LONG-RUNNING calls for anti-speeding measures to be brought in at an ‘accident blackspot’ have received the backing of hundreds of residents.

Long-running problems on Sandy Bridge Lane received another hearing at Shafton Parish Council’s meeting after Barnsley Council ruled out installing better signage and electronic speed indicators due to it not being considered dangerous enough last year.

Parish councillors - who claim the road has daily near misses and collisions due to vehicles exceeding the speed limit - have been circulating a petition and around 300 residents have so far signed in order for better signage to be installed.

Parish council chairman Dave North said: “It is yet more proof of just how many people feel action must be taken on Sandy Bridge Lane and we won’t stop until that happens.

“We have been discussing it for so long but no-one seems to want to act until there’s a fatal crash. I have never heard anything like it in my life - something needs to happen before we are at that stage, not after, especially when we have told Barnsley Council about its danger for years.”

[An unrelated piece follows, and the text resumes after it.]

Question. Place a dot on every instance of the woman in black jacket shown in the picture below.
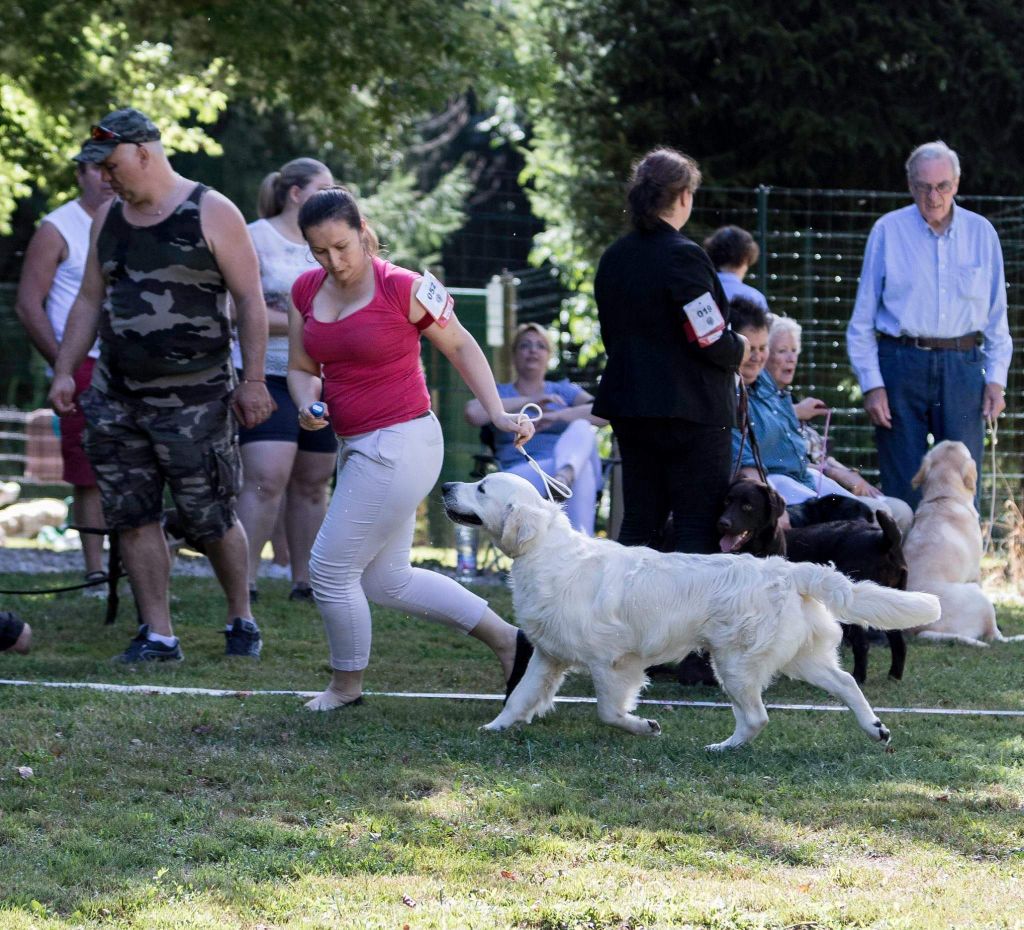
(669, 387)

Barnsley Council, which receives funding from the South Yorkshire Local Transport Plan to carry out improvements at locations where there is a history of collisions resulting in personal injury, previously said the lane was not on its hotspot list.

The road - which was recently a policing priority - has been retained as a location for the Royston Neighbourhood Team’s mobile speed gun after 34 motorists were caught flouting the limit in two separate visits.

Although no-one was prosecuted as the events were the first of a series of action days, police have vowed to take action now that people have been warned.